The Great Gatsby! It's finally happening. And I know this is fashion sacrilege, but boy could I give a hoot. Mostly because I am—please don't hurt me—not a fan of Baz Luhrmann's films. I do, however, love the story and Miuccia Prada, so if it gets great reviews I might see it.
Yet whether you're a Baz fanatic, an F. Scott Fitzgerald disciple, or none of the above, it's difficult not to imagine this film having a tremendous effect on what we'll see on the Spring 2014 runways. After all, designers love a Roaring Twenties reference.
However, I think the impact may turn out to be minimal, and here's why. When a television show like Downton Abbey or Mad Men captures the fashion zeitgeist, it's seemingly out of nowhere—a surprise to most of us. I remember hearing about Mad Men, and being excited to watch it, but really having very little idea of what I was getting into. Or that I'd immediately be interested in wiggle dresses and pencil skirts.

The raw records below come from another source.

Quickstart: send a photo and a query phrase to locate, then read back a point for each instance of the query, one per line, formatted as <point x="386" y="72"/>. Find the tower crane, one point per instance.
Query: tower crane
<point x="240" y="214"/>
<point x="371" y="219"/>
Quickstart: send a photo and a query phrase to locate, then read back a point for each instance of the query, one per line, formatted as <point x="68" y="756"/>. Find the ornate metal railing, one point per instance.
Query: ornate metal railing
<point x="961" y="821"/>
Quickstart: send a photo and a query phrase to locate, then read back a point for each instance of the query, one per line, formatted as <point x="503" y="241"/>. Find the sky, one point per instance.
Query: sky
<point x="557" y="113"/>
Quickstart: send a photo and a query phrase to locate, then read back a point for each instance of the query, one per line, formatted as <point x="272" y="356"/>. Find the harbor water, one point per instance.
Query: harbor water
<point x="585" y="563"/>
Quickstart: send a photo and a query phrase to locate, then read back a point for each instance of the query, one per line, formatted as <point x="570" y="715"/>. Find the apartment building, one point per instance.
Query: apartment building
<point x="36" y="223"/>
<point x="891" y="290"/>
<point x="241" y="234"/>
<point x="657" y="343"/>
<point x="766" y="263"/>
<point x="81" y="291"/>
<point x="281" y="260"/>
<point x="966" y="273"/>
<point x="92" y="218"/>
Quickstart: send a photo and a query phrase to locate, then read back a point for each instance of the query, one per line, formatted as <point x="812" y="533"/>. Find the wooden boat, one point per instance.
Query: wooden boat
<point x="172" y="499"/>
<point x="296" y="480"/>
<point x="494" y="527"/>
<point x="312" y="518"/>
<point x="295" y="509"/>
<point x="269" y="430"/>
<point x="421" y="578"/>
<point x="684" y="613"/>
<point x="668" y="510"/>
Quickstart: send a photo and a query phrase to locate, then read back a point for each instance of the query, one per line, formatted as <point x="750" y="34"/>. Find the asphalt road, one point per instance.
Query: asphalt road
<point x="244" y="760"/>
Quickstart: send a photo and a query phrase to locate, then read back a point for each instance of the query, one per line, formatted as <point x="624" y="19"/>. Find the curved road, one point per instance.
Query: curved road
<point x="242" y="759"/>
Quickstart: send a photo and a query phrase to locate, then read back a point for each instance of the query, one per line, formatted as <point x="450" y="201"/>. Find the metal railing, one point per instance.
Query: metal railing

With film, it's different. Stills, clips, and costume sketches from the Great Gatsby have been trickling out for over two years. It's not news. We know the story. And designers, including Ralph Lauren, Gucci and many more began exploring the Roaring Twenties just as news of the Great Gatsby surfaced--back in September of 2011 for spring 2012 collections. Which means that the reference is, dare we say it, a little old now.
There's precedence for this pattern. When Sofia Coppola's Marie Antoinette was released in 2006, Madame Deficit-inspired looks had been popping up on the runways for more than two years. A lot of that had to do with hype leading up to the film, and Coppola's close ties to Marc Jacobs and (at the time) John Galliano. Back then, fashion journalist Sarah Mower suggested to me that a Dior couture show was inspired by Coppola's vision of Marie Antoinette long before the film actually hit theaters.
Of course, I could be totally wrong, and designers could turn out plenty of Daisy Buchanan-inspired collections come fall. After all, Brooks Brothers and Tiffany's are currently capitalizing on their involvement with the film with special collections in store now. And that's the great thing about fashion. Just when you think it's endlessly predictable, it moves in a completely different--if not always entirely new--direction.